Associated British Foods Plc    cuts its profit outlook on Thursday due to weaker performances at its Primark retail chain and US foods operations, sending shares in the conglomerate more than 11% lower.
In the UK, Primark sales growth of 3% in the 16 weeks to January 3 included a like-for-like performance of around 1.7% "in a difficult clothing market, particularly over Christmas", the company said in a trading statement.

However, in Continental Europe sales slumped by 5.7% as consumer confidence remained weak while a "volatile" US market also led to lower footfall at its stores, leading to a 2.7% fall in overall like-for-like sales with sales growth in the first half of 2026 now forecast to be in the low single digits.

"We now expect group adjusted operating profit and adjusted EPS to be below last year," AB Foods said in a trading statement.

"In a difficult trading environment, we significantly increased markdowns to manage inventory levels effectively, which impacted profitability."

"We have a broad range of initiatives in place and planned for the coming months, which we expect to drive improved sales and profitability, particularly in Europe," the company said, but flagged that adjusted full-year operating profit margin would be around 10%, if current sales trends persisted.

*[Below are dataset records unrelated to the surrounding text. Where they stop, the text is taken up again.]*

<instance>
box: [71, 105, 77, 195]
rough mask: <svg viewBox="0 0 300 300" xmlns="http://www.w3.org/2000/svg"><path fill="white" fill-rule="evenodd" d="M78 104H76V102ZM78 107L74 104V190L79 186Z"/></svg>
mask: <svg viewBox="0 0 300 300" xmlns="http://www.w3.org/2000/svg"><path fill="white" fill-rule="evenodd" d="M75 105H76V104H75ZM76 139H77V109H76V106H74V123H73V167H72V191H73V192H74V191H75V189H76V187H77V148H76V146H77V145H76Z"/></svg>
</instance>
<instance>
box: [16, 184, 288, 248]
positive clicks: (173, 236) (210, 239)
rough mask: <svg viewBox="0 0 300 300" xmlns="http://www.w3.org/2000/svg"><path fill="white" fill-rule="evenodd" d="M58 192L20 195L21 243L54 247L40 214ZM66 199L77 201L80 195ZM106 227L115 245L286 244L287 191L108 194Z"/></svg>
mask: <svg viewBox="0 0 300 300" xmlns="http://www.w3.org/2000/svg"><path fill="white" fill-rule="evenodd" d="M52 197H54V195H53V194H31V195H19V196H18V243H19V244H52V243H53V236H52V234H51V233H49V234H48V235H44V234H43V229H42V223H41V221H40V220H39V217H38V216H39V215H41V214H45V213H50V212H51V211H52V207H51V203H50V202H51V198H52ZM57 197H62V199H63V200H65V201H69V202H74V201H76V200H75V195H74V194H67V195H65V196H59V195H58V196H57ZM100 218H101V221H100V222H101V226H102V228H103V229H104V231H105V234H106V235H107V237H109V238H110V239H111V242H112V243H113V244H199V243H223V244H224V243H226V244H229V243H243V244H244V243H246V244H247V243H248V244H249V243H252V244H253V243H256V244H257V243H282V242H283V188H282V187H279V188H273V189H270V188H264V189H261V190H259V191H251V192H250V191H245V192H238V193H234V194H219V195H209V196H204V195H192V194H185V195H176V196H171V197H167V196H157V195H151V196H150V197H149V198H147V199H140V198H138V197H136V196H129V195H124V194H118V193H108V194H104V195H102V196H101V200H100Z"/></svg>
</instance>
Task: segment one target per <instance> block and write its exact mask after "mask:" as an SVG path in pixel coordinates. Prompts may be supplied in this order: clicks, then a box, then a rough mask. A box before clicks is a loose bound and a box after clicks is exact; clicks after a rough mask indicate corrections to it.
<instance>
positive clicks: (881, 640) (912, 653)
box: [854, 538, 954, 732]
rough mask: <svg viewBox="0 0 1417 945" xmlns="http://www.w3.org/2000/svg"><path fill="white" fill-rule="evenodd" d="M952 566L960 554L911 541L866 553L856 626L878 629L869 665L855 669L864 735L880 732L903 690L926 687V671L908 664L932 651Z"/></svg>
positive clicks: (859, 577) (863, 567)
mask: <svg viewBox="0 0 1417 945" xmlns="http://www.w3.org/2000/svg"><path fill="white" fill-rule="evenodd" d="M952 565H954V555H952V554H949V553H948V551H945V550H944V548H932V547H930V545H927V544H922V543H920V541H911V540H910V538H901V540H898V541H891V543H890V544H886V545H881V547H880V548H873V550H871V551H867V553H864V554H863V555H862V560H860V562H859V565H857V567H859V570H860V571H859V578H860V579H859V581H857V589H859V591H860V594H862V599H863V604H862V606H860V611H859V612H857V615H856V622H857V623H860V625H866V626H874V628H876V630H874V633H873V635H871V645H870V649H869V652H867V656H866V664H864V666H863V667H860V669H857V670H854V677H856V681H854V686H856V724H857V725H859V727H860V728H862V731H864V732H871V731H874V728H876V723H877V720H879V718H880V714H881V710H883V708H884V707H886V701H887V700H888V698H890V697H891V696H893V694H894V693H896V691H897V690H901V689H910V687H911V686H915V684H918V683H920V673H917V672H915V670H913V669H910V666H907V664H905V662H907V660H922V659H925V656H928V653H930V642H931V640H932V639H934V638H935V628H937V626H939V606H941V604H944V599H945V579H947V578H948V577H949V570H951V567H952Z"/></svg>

The tougher US market also hit AB Food's US cooking oils and bakery ingredients operations, leading to a forecast of moderately lower adjusted operating profit at its grocery and ingredients divisions.

"The impact has been more acute than anticipated and we are more cautious on the outlook," AB Foods added.

Sugar and agriculture divisional guidance remained in line, leaving overall group revenue broadly flat and underscoring a more cautious outlook despite management's confidence in the group's longer-term prospects.